Some Insight From Melissa Bank
Some authors spend a lot of time and calories insisting they don’t write chick lit. Some other folks spend a lot of time and calories putting down anything that remotely might fit into the chick lit category. All that annoys me. So, when I saw the cover of November’s Writer’s Digest, I picked it up. Melissa Bank is on the cover and the headline reads: Is "chick lit" an insult? Melissa Bank talks about escaping the genre she helped create.
Yeah, that got my attention. See, many female writers complain that the being lumped in with chick lit is demeaning to their work. I think Bank is saying something different - that the need to find a category is the demeaning part.
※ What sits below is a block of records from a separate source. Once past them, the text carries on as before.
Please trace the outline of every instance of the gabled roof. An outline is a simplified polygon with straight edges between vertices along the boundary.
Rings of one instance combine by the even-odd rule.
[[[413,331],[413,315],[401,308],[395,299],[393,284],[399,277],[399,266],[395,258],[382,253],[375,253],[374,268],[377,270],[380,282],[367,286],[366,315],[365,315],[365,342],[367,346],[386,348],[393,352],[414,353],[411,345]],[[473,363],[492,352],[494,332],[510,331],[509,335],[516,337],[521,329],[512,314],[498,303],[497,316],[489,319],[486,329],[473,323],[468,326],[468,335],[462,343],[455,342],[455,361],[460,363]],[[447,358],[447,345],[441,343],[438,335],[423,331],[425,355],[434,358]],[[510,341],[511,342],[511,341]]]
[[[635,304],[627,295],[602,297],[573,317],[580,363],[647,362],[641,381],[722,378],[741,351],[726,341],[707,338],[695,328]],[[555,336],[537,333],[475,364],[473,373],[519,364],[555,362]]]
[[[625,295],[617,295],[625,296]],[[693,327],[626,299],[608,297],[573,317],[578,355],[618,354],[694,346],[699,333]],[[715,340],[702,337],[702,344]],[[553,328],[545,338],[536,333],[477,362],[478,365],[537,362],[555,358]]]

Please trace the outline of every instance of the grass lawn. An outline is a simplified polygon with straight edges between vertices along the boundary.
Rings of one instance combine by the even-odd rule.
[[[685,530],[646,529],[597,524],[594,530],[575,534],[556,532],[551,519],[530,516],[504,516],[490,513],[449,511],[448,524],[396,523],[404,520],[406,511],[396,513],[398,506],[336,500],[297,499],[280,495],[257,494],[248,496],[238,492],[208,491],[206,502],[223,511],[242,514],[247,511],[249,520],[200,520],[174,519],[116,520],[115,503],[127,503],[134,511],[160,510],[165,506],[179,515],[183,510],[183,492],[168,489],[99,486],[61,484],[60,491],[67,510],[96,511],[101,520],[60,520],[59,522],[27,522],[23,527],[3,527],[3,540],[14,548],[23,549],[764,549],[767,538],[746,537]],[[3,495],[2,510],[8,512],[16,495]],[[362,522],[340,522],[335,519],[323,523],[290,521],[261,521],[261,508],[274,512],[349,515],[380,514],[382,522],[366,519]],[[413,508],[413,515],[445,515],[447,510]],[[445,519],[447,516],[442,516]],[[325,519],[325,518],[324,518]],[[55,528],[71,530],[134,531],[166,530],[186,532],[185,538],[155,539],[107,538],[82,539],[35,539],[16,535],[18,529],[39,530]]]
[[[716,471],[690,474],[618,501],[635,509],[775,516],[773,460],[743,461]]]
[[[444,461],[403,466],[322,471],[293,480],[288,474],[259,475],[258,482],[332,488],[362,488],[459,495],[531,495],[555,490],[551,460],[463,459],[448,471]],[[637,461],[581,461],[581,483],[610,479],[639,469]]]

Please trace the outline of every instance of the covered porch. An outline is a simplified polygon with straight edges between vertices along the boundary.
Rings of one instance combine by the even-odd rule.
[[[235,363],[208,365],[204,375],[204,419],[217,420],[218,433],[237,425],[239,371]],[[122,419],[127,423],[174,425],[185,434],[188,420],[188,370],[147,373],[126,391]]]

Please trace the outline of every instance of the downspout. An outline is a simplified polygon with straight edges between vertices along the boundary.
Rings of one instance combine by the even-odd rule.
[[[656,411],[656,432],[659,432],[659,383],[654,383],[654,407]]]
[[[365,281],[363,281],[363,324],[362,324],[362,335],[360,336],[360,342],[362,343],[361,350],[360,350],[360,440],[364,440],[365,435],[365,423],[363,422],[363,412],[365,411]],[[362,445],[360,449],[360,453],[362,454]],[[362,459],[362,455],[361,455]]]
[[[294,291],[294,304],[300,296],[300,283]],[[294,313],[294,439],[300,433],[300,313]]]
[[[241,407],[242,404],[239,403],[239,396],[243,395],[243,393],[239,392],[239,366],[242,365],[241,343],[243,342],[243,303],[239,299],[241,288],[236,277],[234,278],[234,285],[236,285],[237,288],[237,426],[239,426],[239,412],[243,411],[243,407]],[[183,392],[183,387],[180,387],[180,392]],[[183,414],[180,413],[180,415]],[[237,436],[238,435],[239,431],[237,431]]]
She says:
I think that the book’s [Girl's Guide to Hunting and Fishing] success must be partly due to being categorized in some way, and I’m so grateful for that success. On the other hand, I think the term "chick lit" sounds more chick and less lit. It sounds derogatory to me - that it’s not serious or substantial or wouldn’t be of interesting to anybody who isn’t a "chick." I feel like it’s a funny ghettoization, the way African-American or gay literature is classified that way. It puts them in a category that says, oh, you’ll want to read this if you’re one of "them" - that’s it’s not really for everybody. It’s a code for limited audience or limited appeal.
That’s a frustration I can understand. Reviewers and, frankly, some fellow female authors, like to categorize books so that they can then put down that category as being unworthy. I’d say that, not the "chick lit" title, is the problem.